Goldens must arrive on a leash, with a collar and ID tags.

Please feel free to bring some extra cash as we will have GRRCC merchandise available to purchase. 100% of proceeds benefit GRRCC! 

Last year we had upwards of 60 dogs playing, swimming, and bringing smiles to our faces! 

Join us again for a splashing GRrrrreeeaaat time!

Website for Wickershams K-9 Ranch....http://www.k-9ranch.com/


----------



## zephyr (Sep 29, 2009)

WOW that looks like sooo much fun... and all for a good cause! I won't show Oscar the pictures because he will be very jealous that we can't come because we don't live closer!


----------



## fostermom (Sep 6, 2007)

That looks like great fun! We have our Rescue Reunion on July 31st. I can't wait!


----------



## goldencontriever3 (Nov 7, 2008)

Wow!! That looks like everyone had a great time. Wish we were closer. Good luck with the fundraiser.


----------



## CAROLINA MOM (May 12, 2009)

Hey Merlin's Mom-this looks like so much fun. I hope you have a huge turnout and raise lots of money for the Charlotte Rescue Club.


----------



## Merlins mom (Jun 20, 2007)

Just bumping up!


----------



## Bogey's Mom (Dec 23, 2008)

I so wish we could come!!!! This looks awesome.


----------



## Karen519 (Aug 21, 2006)

*Wow!*

Wow!!

Wish we lived out there, too!!!


----------



## nolefan (Nov 6, 2009)

Wish we could go..... my best friend from college is turning 40 that day and I'm driving to Atlanta for a surprise party. Sure looks like a good time.... we'll be there next year for sure!!!


----------



## Merlins mom (Jun 20, 2007)

I am definitely not the photographer in the family, but here's a few pics and a video from yesterday. We had about 90 Goldens this year! A nice $$ amount was raised and all had a good time!

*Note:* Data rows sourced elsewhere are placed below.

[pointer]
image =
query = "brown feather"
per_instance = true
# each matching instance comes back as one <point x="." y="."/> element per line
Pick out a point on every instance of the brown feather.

(Having some trouble uploading the pictures, will try again later)

Not sure how to link the FB video to here (like youtube), so here's the actual link to click.

http://www.facebook.com/profile.php?id=1184304680&v=app_2392950137#!/video/video.php?v=1361550037175


----------



## CAROLINA MOM (May 12, 2009)

Great Video-looks like everyone had a great time, espeically the pups!

So glad GRRCC had such a great turnout and raised lots of money for the Rescue.


----------